My research agenda involves bringing together a wide variety of my interests. In particular, I attempt to use programming languages, parallel computing and systems software to bring about new approaches for scientific computing and visualization. Particular interests include:

• Scientific Visualization

  Modern computers can produce a large amount of data in a very short amount of time. However, it is often very difficult to understand this data. This research involves coming up with new mechanisms to visualize scientific data. In particlar, I focus on interactivity for large-scale scientific datasets that overwhelm many traditional visualization methods.

• Computational Steering

  Instead of the typical simulation mode - manually setting input parameters, computing results, storing data off to disk, visualizing the results via a separate visualization package, then starting again at the beginning - computational steering would allow the scientist or engineer to "close the loop" and allow interactive manipulation of input parameters. SCIRun is a system that embodies these concepts.

• Computer Graphics

  Traditional computer graphics algorithms have been designed to be either interactive or realistic. I am interested in increasing the amount of realism that can be used in an interactive setting. In particular, the real-time ray tracer uses a parallel machine to achieve interactivity from a ray tracing algorithm. For large models (especially scientific data), the speed of the ray tracer can rival or exceed the performance of even the fastest graphics hardware available.

• Component Architectures

  As software systems become more complex, component architectures can be used to help manage many aspects of this complexity. Similarly, as high-performance parallel programs grow in both size and scope, it makes sense to use a component-based architecture in assembling high-performance applications. However, such mechanisms are not prevalent in parallel scientific computing applications. For these applications, there are many barriers to using the existing component systems, including inefficiency at handling large amounts of data, and the inability to express parallelism within and between components. I am working on component architectures designed to alleviate these limitations. These concepts are being implemented within the SCIRun Problem Solving Environment, are being applied to the simulations being written for C-SAFE.

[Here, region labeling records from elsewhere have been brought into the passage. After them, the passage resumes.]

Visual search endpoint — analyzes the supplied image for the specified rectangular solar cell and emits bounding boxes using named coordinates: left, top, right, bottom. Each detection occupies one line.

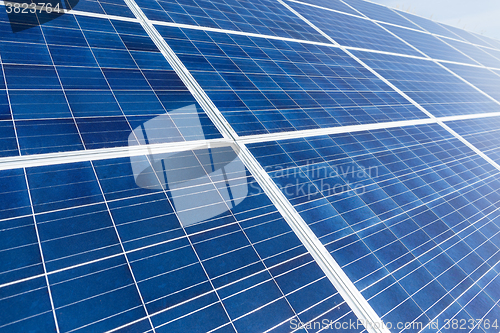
left=383, top=24, right=478, bottom=65
left=0, top=147, right=362, bottom=332
left=394, top=10, right=463, bottom=40
left=0, top=0, right=500, bottom=333
left=0, top=13, right=220, bottom=155
left=157, top=26, right=426, bottom=135
left=288, top=2, right=420, bottom=56
left=250, top=125, right=500, bottom=332
left=133, top=0, right=328, bottom=42
left=446, top=117, right=500, bottom=163
left=440, top=40, right=500, bottom=68
left=343, top=0, right=422, bottom=30
left=444, top=64, right=500, bottom=101
left=353, top=51, right=500, bottom=117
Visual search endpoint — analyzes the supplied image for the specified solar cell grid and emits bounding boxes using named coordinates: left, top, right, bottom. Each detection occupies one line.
left=0, top=147, right=364, bottom=332
left=289, top=3, right=420, bottom=56
left=440, top=40, right=500, bottom=68
left=353, top=51, right=499, bottom=117
left=440, top=23, right=496, bottom=47
left=342, top=0, right=422, bottom=30
left=0, top=0, right=500, bottom=333
left=447, top=117, right=500, bottom=163
left=383, top=24, right=478, bottom=65
left=287, top=0, right=360, bottom=16
left=394, top=10, right=463, bottom=40
left=250, top=125, right=500, bottom=331
left=1, top=10, right=220, bottom=155
left=133, top=0, right=328, bottom=42
left=445, top=64, right=500, bottom=101
left=157, top=26, right=425, bottom=135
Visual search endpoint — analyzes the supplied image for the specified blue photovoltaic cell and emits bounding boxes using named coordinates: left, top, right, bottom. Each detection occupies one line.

• Problem Solving Environments

  In addition to a component architecture, SCIRun provides other support for solving scientific problems. Currently, it provides support for simple debugging and resource management. However, many other capabilites would be useful, such as recommendation of particular numerical or visualization methods, validation, logging of parameters used, and the addition of domain specific knowledge.

• Parallel Programming

  Many scientific computations are not possible without the use of large-scale parallel machines. For C-SAFE, I am helping to design software that will run on thousands of processors in a machine that supports a hybrid of message-passing and shared-memory communication paradigms.

• High Performance Computing

  In addition to running in parallel, computer programs should run fast. Through increased understanding of the computer architecture, one can optimize programs to get the most out of the machine. My interests here include determining how to create new algorithms and data structures that use memory hierarchies effectively, and on progamming techniques that allow highly optimized code to still be human-readable.

• Distributed Computing

  In particular, I am interested in combining distributed computing, parallel programming, scientific visualization and scientific computing techniques to produce an environment that supports remote steering. In this scenario, a large-scale scientific computation runs on a remote computer, and the user can interact with the computation from a desktop workstation that is possibly quite distant from the simulation. The user may wish to monitor the simulation, and could make changes in the running simulation. In some cases, tools like this may be critical since the data sizes prohibit transfer of the data over even the fastest networks. Here a combination of networking technologies, programming techniques, and novel visualization methods are required to provide an interactive system.

• Visual Programming

  While I am not actively working on novel concepts for visual programming, it remains a research interest that could provide valuable tools for the component architecture and problem solving environment goals described above.